In tribunale si svolge la parte più incisiva e significativa di una narrazione che ha ritmi diversi. Agli interrogatori settari e concitati (tratti dagli atti) si oppone la tranquillità dell’imputato e di Ettore, testimone. I due si sentono innocenti, rivendicano il diritto alla privacy del loro rapporto, che non offende nessuno.

Il silenzio che Braibanti oppone all’inizio ai giudici, non deve stupire. La parola non serve. La colpa non esiste. Ed Ettore, benché prostrato dal trattamento psichiatrico, riesce a spiegare che la colpa non c’è, c’è la luce, la poesia che gli ha insegnato il maestro e grazie alla quale poi troverà nuova pace nell’arte.

Il regista Gianni Amelio

Amelio si avvale di ottimi attori. Lo Cascio interpreta bene la mitezza apparente di Braibanti, che è come una lama contro la visione oscurantista del mondo.

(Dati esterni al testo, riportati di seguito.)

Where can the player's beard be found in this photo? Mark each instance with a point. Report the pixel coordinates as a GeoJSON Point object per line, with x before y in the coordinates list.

Il lucido attacco finale ai giudici (tutti intrisi ancora dalla formazione fascista) trasforma l’imputato in accusatore di tutto il sistema repressivo e della cappa di perbenismo che soffoca il Paese. Il giovane attore Maltese centra con indovinata naturalezza l’ingenuità e il turbamento di Ettore. Germano, di cui è nota la maestria nei più vari ruoli, simboleggia con il giornalista il coraggio di affrontare ogni rischio per la verità.

Il film di Amelio la dice tutta sull’intolleranza, è una occasione preziosa per riflettere sulla libertà, sempre in pericolo. È rivolto all’oggi, a tutti i pregiudizi, di genere, di etnia e di qualsiasi tipo ancora presenti. È un inno al valore di una visione laica della società e dei costumi. In una recente intervista, proprio parlando del suo Il Signore delle formiche il regista invita i giovani a rispettare l’essere umano. Ognuno deve dire a testa alta io sono. Anche omosessuali si è. E basta.